One of more maligned films in the Jewish world in recent memory was Munich. Munich told the story of the aftermath of the massacre at the Munich Olympics. As everyone is well aware, Israel recruited a team of assassins to kill the members of the Black September who plotted the massacre. The movie takes a number of liberties with the facts and is designed to get across the moral difficulties inherent in such forms of retaliation.
At the end of the movie the protagonist Avner, no longer the cockeyed idealist at the start of the movie, poignantly asks his handler what was gained from killing these men; after all they were quickly replaced. To which his handler responds "why cut my fingernails? They'll only grow back."
That's what Israel is essentially doing in this war. Israel cannot wipe out Hamas. Right now there is no other group that is capable of controlling Gaza and Israel has no interest in returning to Gaza. But Hamas was getting too powerful and was shooting too many rockets into Israel. So Israel decided to weaken Hamas so it would have a short respite until the next round comes in a few years.

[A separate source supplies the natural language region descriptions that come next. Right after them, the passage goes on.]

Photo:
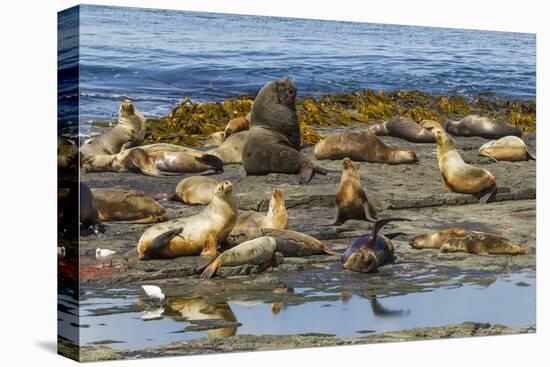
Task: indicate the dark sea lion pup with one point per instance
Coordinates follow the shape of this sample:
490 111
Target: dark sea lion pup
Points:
273 142
367 253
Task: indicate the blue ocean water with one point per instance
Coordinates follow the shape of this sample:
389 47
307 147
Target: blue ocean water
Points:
156 57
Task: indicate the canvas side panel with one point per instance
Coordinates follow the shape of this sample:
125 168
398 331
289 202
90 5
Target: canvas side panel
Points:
68 186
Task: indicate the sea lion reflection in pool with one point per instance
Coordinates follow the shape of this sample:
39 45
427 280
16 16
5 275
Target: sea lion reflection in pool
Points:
273 141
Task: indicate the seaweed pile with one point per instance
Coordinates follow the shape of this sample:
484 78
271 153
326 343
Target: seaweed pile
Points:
190 122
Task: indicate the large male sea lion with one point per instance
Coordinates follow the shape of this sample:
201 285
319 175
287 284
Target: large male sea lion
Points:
259 251
351 200
404 128
197 234
127 205
459 176
130 131
273 142
475 125
276 218
367 253
363 146
510 148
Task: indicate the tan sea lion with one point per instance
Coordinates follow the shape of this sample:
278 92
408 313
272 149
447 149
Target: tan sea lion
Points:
231 150
197 234
276 218
351 200
237 124
129 132
195 190
404 128
509 148
436 239
154 160
459 176
127 205
367 253
289 243
273 141
482 244
363 146
259 251
475 125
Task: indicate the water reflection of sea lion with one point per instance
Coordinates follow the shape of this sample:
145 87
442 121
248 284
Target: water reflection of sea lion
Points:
277 216
404 128
259 251
195 190
289 243
231 150
197 234
154 160
436 239
237 124
475 125
130 131
367 253
482 244
509 148
273 141
459 176
364 146
127 205
351 200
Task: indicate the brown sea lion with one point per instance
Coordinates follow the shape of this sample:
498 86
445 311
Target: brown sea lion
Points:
404 128
351 200
273 141
259 251
459 176
436 239
231 150
289 243
276 218
197 234
482 244
127 205
363 146
130 131
475 125
367 253
195 190
154 160
237 124
509 148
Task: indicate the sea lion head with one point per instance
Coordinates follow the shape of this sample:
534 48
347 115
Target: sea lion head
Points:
126 109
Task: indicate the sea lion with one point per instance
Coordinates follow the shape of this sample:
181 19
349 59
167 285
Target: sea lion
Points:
404 128
273 141
195 190
237 124
130 131
351 200
363 146
510 148
480 243
197 234
289 243
367 253
259 251
475 125
459 176
276 218
127 205
231 150
154 160
436 239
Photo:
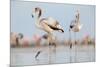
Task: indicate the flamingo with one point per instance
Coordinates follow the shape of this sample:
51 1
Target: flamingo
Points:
48 25
15 38
75 26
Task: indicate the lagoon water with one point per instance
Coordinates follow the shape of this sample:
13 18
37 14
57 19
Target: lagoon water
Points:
63 54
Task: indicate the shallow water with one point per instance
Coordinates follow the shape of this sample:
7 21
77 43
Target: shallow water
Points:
63 54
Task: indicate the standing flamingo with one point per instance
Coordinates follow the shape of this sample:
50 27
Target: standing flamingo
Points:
46 24
75 26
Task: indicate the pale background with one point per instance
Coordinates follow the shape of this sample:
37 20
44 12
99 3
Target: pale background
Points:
5 29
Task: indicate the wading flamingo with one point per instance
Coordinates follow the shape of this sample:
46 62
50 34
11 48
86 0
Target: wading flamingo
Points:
46 24
75 27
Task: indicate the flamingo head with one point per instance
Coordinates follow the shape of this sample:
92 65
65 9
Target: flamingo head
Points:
36 12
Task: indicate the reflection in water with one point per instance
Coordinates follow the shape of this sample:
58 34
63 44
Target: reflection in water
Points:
26 56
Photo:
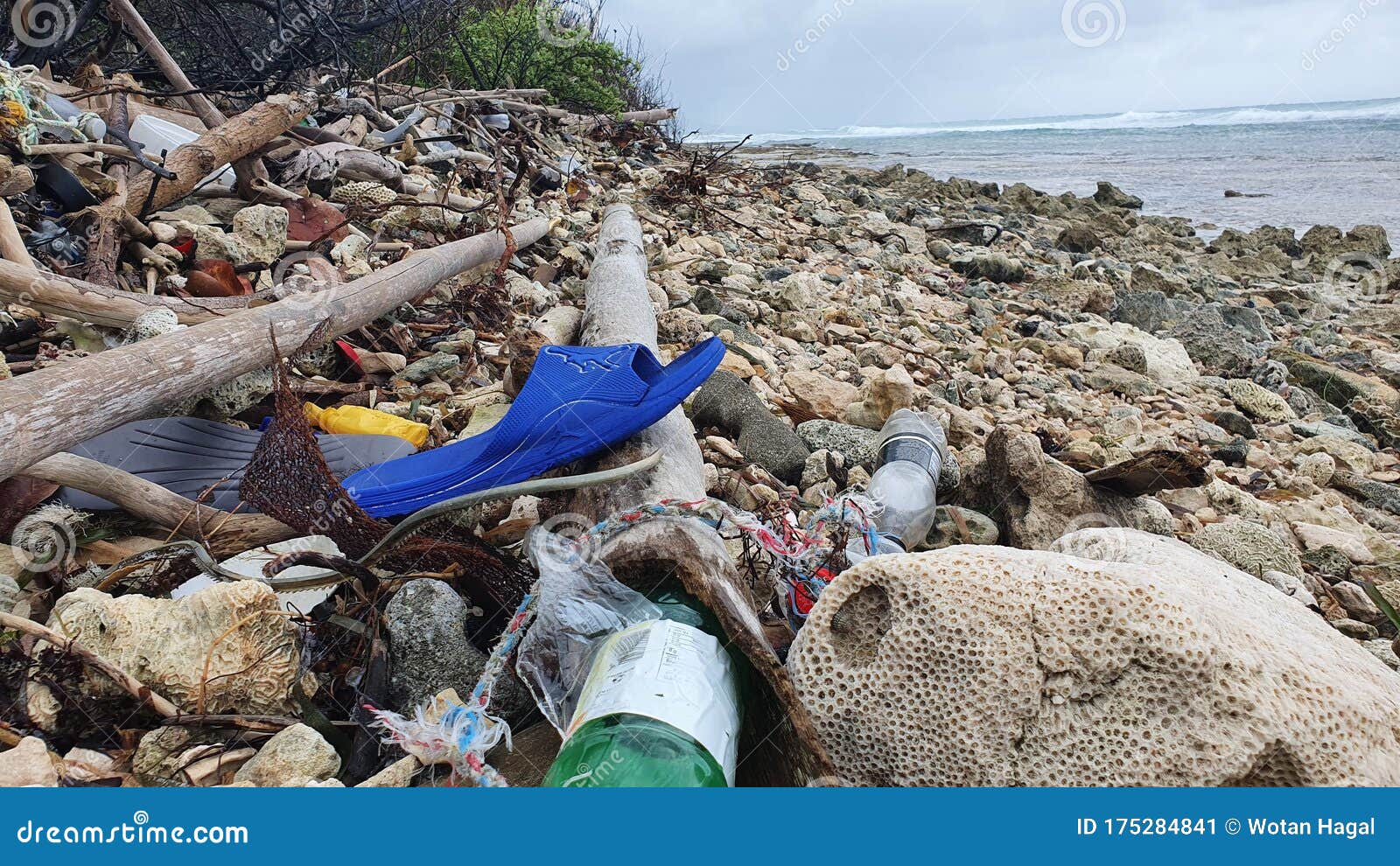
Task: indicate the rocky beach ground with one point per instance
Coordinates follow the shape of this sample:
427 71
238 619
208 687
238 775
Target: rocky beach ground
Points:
1101 374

These are the realities of the Middle East where conflicts do not lend themselves to easy solutions.
That said, I don't understand what Israel intends to gain by launching this ground incursion. The loss of life and suffering on both sides (but especially in Gaza) that resulted from the ground operation cannot be justified if the sole gain is to weaken Hamas. Hamas was already greatly weakened by Israel's aerial campaign, and it seems to me that the utility of the ground campaign is outweighed by the substantial human cost. But I guess other people could have a different calculus.